Improved performance of CHWs

A total of 298 (99%) CHWs were reached in the project evaluation. Overall, high performance of CHWs was reported as the majority 292 (98%) felt competent in their roles including diagnosis, record keeping and referral of sick children. Ongoing training sessions conducted among CHWs, as were carried out in the project, have been shown to be necessary to support their work in LMICs [21]. The performance of CHWs following the project’s interventions was also rated highly by key informants as well as community members.

“The skills of CHWs in our village have improved a lot as they cannot treat children suffering from malaria without testing them first. The trainings offered to them have been of great help. On the other hand, when we visit some private clinics, they just treat our children without first testing them.” Community member

Enhanced motivation of CHWs

The evaluation indicated that the CHWs including their coordinators were highly motivated to carry out their roles and responsibilities. The CHWs reported being satisfied with the non-financial incentives they received such as solar equipment which enabled them to charge their phones at home besides providing lighting to be able to work at night. The gumboots and umbrellas motivated CHWs to confidently conduct home visits even during difficult weather conditions. For example, CHWs were able to carry out community work during periods of heavy rain thus improving general performance. Non-financial incentives have been shown to greatly motivate CHWs in many countries [22] so should be provided routinely especially in voluntary programmes such as in Uganda. Branded t-shirts provided by the project were also important for identity and status of the CHWs.
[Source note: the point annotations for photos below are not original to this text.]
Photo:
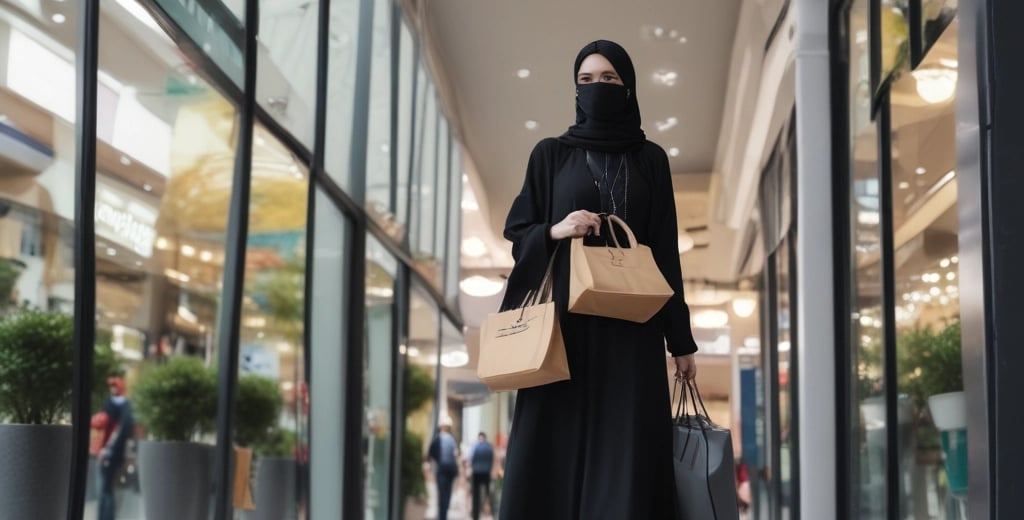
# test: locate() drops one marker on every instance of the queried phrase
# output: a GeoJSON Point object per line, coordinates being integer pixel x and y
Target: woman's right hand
{"type": "Point", "coordinates": [577, 224]}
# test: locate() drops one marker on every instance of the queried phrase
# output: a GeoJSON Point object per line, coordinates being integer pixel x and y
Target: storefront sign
{"type": "Point", "coordinates": [214, 29]}
{"type": "Point", "coordinates": [125, 220]}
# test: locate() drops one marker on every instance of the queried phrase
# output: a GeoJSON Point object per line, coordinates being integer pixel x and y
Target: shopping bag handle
{"type": "Point", "coordinates": [613, 219]}
{"type": "Point", "coordinates": [543, 294]}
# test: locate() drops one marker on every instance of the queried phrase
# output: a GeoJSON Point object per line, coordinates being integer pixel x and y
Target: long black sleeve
{"type": "Point", "coordinates": [675, 316]}
{"type": "Point", "coordinates": [528, 229]}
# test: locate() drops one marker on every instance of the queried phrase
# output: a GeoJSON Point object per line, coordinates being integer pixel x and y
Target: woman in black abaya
{"type": "Point", "coordinates": [599, 445]}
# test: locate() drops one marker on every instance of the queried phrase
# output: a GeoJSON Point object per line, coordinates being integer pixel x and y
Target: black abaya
{"type": "Point", "coordinates": [599, 445]}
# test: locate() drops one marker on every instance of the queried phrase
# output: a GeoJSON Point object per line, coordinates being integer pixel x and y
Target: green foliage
{"type": "Point", "coordinates": [177, 399]}
{"type": "Point", "coordinates": [419, 387]}
{"type": "Point", "coordinates": [36, 365]}
{"type": "Point", "coordinates": [104, 364]}
{"type": "Point", "coordinates": [278, 442]}
{"type": "Point", "coordinates": [930, 361]}
{"type": "Point", "coordinates": [258, 406]}
{"type": "Point", "coordinates": [412, 462]}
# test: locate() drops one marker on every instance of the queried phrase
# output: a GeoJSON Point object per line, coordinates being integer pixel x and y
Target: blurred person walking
{"type": "Point", "coordinates": [597, 446]}
{"type": "Point", "coordinates": [444, 451]}
{"type": "Point", "coordinates": [481, 459]}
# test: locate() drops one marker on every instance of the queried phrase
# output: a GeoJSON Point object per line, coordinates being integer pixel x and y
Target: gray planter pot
{"type": "Point", "coordinates": [273, 491]}
{"type": "Point", "coordinates": [175, 479]}
{"type": "Point", "coordinates": [35, 466]}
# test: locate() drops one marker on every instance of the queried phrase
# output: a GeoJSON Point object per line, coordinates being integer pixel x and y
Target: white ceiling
{"type": "Point", "coordinates": [478, 46]}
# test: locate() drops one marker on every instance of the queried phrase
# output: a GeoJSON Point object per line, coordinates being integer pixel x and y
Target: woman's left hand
{"type": "Point", "coordinates": [686, 366]}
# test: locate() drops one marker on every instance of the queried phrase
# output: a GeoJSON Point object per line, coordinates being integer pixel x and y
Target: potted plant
{"type": "Point", "coordinates": [419, 390]}
{"type": "Point", "coordinates": [176, 402]}
{"type": "Point", "coordinates": [259, 406]}
{"type": "Point", "coordinates": [36, 370]}
{"type": "Point", "coordinates": [934, 376]}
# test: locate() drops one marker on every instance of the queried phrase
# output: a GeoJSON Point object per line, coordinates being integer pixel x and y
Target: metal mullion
{"type": "Point", "coordinates": [915, 34]}
{"type": "Point", "coordinates": [353, 472]}
{"type": "Point", "coordinates": [229, 315]}
{"type": "Point", "coordinates": [891, 377]}
{"type": "Point", "coordinates": [772, 390]}
{"type": "Point", "coordinates": [85, 251]}
{"type": "Point", "coordinates": [316, 168]}
{"type": "Point", "coordinates": [875, 46]}
{"type": "Point", "coordinates": [395, 79]}
{"type": "Point", "coordinates": [399, 333]}
{"type": "Point", "coordinates": [354, 374]}
{"type": "Point", "coordinates": [846, 470]}
{"type": "Point", "coordinates": [413, 143]}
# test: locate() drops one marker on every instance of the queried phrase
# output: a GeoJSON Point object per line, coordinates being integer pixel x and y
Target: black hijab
{"type": "Point", "coordinates": [607, 115]}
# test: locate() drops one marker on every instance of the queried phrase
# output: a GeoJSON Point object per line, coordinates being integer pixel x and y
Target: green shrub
{"type": "Point", "coordinates": [278, 442]}
{"type": "Point", "coordinates": [258, 406]}
{"type": "Point", "coordinates": [930, 361]}
{"type": "Point", "coordinates": [178, 399]}
{"type": "Point", "coordinates": [36, 366]}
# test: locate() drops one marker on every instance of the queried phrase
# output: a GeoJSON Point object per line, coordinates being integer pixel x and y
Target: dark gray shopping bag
{"type": "Point", "coordinates": [706, 484]}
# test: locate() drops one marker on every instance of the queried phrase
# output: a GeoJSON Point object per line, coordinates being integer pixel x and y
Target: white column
{"type": "Point", "coordinates": [815, 316]}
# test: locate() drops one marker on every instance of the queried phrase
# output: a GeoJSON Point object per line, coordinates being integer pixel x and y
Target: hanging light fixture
{"type": "Point", "coordinates": [743, 307]}
{"type": "Point", "coordinates": [936, 84]}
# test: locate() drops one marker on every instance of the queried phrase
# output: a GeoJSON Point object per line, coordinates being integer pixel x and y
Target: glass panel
{"type": "Point", "coordinates": [926, 228]}
{"type": "Point", "coordinates": [895, 38]}
{"type": "Point", "coordinates": [422, 242]}
{"type": "Point", "coordinates": [381, 270]}
{"type": "Point", "coordinates": [459, 387]}
{"type": "Point", "coordinates": [785, 397]}
{"type": "Point", "coordinates": [868, 446]}
{"type": "Point", "coordinates": [330, 291]}
{"type": "Point", "coordinates": [407, 77]}
{"type": "Point", "coordinates": [420, 382]}
{"type": "Point", "coordinates": [271, 417]}
{"type": "Point", "coordinates": [286, 84]}
{"type": "Point", "coordinates": [166, 153]}
{"type": "Point", "coordinates": [381, 196]}
{"type": "Point", "coordinates": [38, 153]}
{"type": "Point", "coordinates": [454, 256]}
{"type": "Point", "coordinates": [936, 15]}
{"type": "Point", "coordinates": [215, 27]}
{"type": "Point", "coordinates": [341, 90]}
{"type": "Point", "coordinates": [441, 187]}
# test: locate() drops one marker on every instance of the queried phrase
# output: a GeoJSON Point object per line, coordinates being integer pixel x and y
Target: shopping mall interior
{"type": "Point", "coordinates": [287, 218]}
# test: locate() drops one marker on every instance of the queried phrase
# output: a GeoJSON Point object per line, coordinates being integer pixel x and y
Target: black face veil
{"type": "Point", "coordinates": [607, 115]}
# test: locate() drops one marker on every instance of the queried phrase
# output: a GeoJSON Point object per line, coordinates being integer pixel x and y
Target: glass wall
{"type": "Point", "coordinates": [171, 109]}
{"type": "Point", "coordinates": [37, 249]}
{"type": "Point", "coordinates": [420, 397]}
{"type": "Point", "coordinates": [867, 409]}
{"type": "Point", "coordinates": [927, 309]}
{"type": "Point", "coordinates": [903, 186]}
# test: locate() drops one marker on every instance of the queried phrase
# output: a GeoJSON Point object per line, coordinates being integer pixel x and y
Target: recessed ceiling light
{"type": "Point", "coordinates": [667, 124]}
{"type": "Point", "coordinates": [667, 78]}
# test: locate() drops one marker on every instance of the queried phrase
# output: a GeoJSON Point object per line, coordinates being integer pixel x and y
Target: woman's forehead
{"type": "Point", "coordinates": [596, 62]}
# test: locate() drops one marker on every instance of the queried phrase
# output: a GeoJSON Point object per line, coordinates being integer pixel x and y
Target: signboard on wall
{"type": "Point", "coordinates": [124, 218]}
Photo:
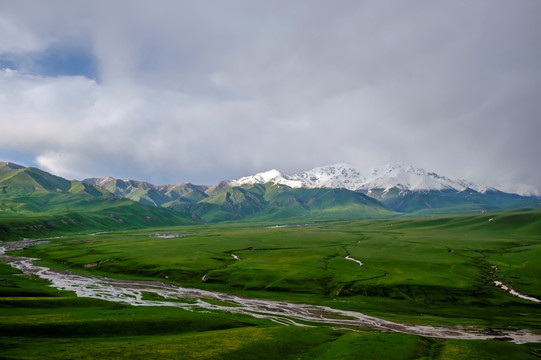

“In the past, people used to call us to treat their sick children when it was raining yet we had no gumboots hence could not help them. However, when the project commenced, we were given gumboots and umbrellas to do our work even in bad weather conditions such as when it rains. In addition, whenever I move in my village dressed in my t-shirt, everyone knows that I am a CHW which makes me easily identifiable hence my work becomes easier.” Community health worker

Improved supervision of CHWs

Improved supervision of CHWs and support from their coordinators greatly enhanced performance of their roles especially household visiting, health education and treatment of childhood illnesses. Results of the evaluation also revealed that most CHWs were satisfied with the supervisory support they received from their coordinators. The motorcycles provided by the project particularly made it easy for coordinators to provide the necessary support to CHWs. As many coordinators have to cover long distances to reach CHWs [23] and in difficult terrain in rural areas, such transportation is of paramount importance. Regular phone calls and visits made by coordinators to the CHWs were also reported to be beneficial.

“Our coordinators communicate with us frequently including calling us before collecting monthly reports. They also notify us whenever medicines and other supplies have been availed from the health facility. In case of any important information, they also call or visit us to let us know. This ensures we are up to date with what is going on regarding our work, and we really thank them for this support.” Community health worker

Conclusion

The project demonstrated enhanced performance of CHWs through supporting: coherent, structured and standardized training; supervision through enhanced transportation; and motivation through non-financial incentives. Lessons from this project can inform interventions in other parts of the country as well as national policy decisions to improve the CHW programme.

Limitations

A limitation of the study was that the performance data from CHWs was self-reported which could have introduced some bias. However to minimise this bias, the CHWs were informed of the importance of being truthful in their responses to positively inform the interventions of the project. In addition, other health systems challenges such as occasional stock out of medicines may have affected performance of the CHWs especially regarding number of children treated.